Kaess: Wenn wir jetzt mal auf die nächsten Tage und Wochen blicken, vielleicht auch Monate – womit rechnen Sie? Glauben Sie, dass es eine längere Phase des politischen Stillstands geben könnte, eine Hängepartie?
Braml: Wie könnten wir den Unterschied feststellen, würden die Amerikaner fragen. – Wir hatten ja bereits seit längerem politischen Stillstand. Seitdem Obama versucht hat zu regieren nach den ersten zwei Regierungsjahren, ist dieses System blockiert und radikalisiert. Seitdem hat die Notenbank übernommen. Das heißt, viele wirtschaftliche Bereiche sind blockiert. Seitdem hat die Notenbank mit Geld drucken das Ganze noch am Leben gehalten.
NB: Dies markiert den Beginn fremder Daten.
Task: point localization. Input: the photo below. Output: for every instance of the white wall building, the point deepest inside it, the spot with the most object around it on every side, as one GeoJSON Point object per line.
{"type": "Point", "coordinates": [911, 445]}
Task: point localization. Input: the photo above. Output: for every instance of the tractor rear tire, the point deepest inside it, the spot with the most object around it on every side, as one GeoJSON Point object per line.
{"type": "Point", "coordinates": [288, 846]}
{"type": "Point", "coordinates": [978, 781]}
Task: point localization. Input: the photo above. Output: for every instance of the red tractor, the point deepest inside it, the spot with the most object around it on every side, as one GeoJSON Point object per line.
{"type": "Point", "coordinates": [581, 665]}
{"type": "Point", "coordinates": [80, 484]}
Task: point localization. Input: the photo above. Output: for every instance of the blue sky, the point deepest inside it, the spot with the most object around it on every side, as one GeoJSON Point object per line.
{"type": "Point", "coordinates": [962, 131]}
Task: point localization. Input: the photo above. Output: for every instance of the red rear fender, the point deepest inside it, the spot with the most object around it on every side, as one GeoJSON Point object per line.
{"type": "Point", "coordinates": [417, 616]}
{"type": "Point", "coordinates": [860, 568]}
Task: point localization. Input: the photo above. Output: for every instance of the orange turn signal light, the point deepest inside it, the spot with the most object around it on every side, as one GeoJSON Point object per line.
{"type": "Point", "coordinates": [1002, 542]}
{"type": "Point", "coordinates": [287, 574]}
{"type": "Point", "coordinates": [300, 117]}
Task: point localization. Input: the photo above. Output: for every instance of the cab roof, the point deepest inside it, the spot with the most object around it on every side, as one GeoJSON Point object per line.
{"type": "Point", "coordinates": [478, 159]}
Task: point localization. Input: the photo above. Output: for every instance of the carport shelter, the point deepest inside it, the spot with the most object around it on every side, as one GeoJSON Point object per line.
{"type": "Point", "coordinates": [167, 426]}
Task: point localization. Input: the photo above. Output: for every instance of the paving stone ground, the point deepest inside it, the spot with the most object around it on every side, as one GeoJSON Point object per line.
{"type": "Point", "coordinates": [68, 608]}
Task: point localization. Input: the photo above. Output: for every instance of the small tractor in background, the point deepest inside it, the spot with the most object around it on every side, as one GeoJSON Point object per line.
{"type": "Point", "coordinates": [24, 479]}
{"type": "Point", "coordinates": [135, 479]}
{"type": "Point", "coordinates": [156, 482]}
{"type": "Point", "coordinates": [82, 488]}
Wir müssen sehen, dass diese Wirtschaft in einer sehr prekären Lage ist, vorher schon war, vor Corona. Jetzt kommen noch weitere Belastungen hinzu. Wir haben jetzt drei Billionen – das sind 3000 Milliarden – weiteres jährliches Defizit zu diesem Schuldenberg, der ohnehin schon die Handlungsfähigkeit des amerikanischen Staates bedroht. Das kommt jetzt hinzu. Das heißt, Amerika wird sehr viele innere Probleme haben, die es versuchen wird, auf andere abzuwälzen. Auch eine Biden-Regierung wird versuchen, Lasten auf Verbündete abzuwälzen, zumal wenn sie wissen, dass man hier aus unserer Abhängigkeit wirtschaftlich, aber vor allem auch militärisch Kapital schlagen können wird.